Quadratics-Style

Red Bird, Yellow Bird, Blue Bird and Black Bird are angry with the pigs!!! The pigs stole the birds' eggs! The birds want their eggs and will stop at nothing to get them back. The flight path of the birds can be modeled with a parabola using distance as the independent variable and the height as the dependent variable. So, x is the ______and y is the ______.1.Red Bird starts his flight from point (10, 0). His flight path reaches a maximum height of 18 yards and lands at point (38,0). Graph Red Bird’s flight. Make sure you label all parts of the graph. What is the maximum height the bird flew? What is the distance the bird traveled?

The Red Bird’s maximum height is also called the ______. Describe how you determined the distance traveled?

2. Yellow Bird’s flight path can be modeled by the quadratic equation y = -x² +14x – 24 . What information do you need to find from the equation in order to make the graph? Show all work needed to find the necessary information and graph.

3.Blue Bird’s flight is represented by the graph below. Describe the information that the graph tells you.

4.The table below contains partial data points of Black Bird’s trajectory. Graph the data. Determine the distance traveled and the height of the bird.

Mathematical Conclusions:

1.If you were playing Angry Birds and had to pick a bird to use that could go the furthest, which would you choose and why? Answer in a complete sentences.

2.If you were playing Angry Birds and had to pick a bird to use that went the highest, which would you choose and why? Answer in a complete sentences.

3.After looking at the distance traveled and height, if you had to choose only 1 bird, which would it be and why? Answer in complete sentences.

4.Which representation did you find it easier to determine the distance traveled and maximum height? Why?

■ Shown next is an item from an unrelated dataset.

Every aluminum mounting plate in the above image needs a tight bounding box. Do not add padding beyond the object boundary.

Just for Fun… Let’s see who hits the pigs!!! Graph and label King Pig and Moustache Pig on each graph. Which birds hit the pigs?

King Pig is located at point (21, 19.5). Moustache Pig is located at point (9, 21)

Other ways to do an Angry Bird parabola activity:

Angry Birds Parabolic Edition: http://dpsmsmath.wikispaces.com/file/view/Angry-Birds-2.pdf/448250002/Angry-Birds-2.pdf

Angry Birds Project: http://teachers.stjohns.k12.fl.us/brailsford-d/wp-content/blogs.dir/320/files/2014/03/angry-birds.pdf

You tube video: https://www.youtube.com/watch?v=bsYLPlXl7VQ

Lesson Tasks, Problems, and Activities (attach resource sheets): What specific activities, investigations, problems, questions, or tasks will students be working on during the lesson? Be sure to indicate strategic connections to appropriate mathematical practices.
1.  Distribute copies of the article “Frustrated with Math? Try Angry Birds!” by Tim Chartier from http://www.huffingtonpost.com/tim-chartier/frustrated-with-math-try-_b_1581042.html. Have students read independently and then debrief about article.
2.  Assign students into groups of 2-3. Distribute a copy of Angry Bird resource sheet for groups to complete. (Students should graph quadratics on calculators and sketch on their paper.)
3.  Discuss answers with students and lead a discussion with a series of questions.
·  What is similar between linear and quadratic graphs? What is different?
·  What relationship does the maximum/vertex have in relation to the time it takes the bird to hit the ground? What happens to the direction of the bird at this point?
·  Do any equations in your resource sheet have a minimum? Does this make sense?
·  Where in the equation indicates which way the parabola opens?
·  Would it make sense to graph below the y-axis or to the left of the y-axis? Why or why not?
·  When the bird hits the ground, what will also be the value of y? Do you think that’s the case for all quadratics? What will be the value of x?
4.  As an extension, have students go to the website http://www.geogebratube.org/student/m2713. Students need to move sliders so that the parabola will match the path of the birds. Have students record the equation, vertex, and where the bird will land. Have them also record any connections they see with the equation in vertex form and any points they just listed. Equation: y = -0.09(x – 10.15)² + 11.6, vertex: (10.15, 11.6), will land at 21.5.
Evidence of Success: What, exactly, do I expect students to be able to do by the end of the lesson, and how will I measure student success? That is, deliberate consideration of what performances will convince you (and any outside observer) that your students have developed a deepened and conceptual understanding.
Students are able to accurately graph the quadratic and able to identify the maximum and zero of the graph. Through observations of student produced graphs and answers to questions on their handouts and in class discussion, it should be clear students have grasped the concept.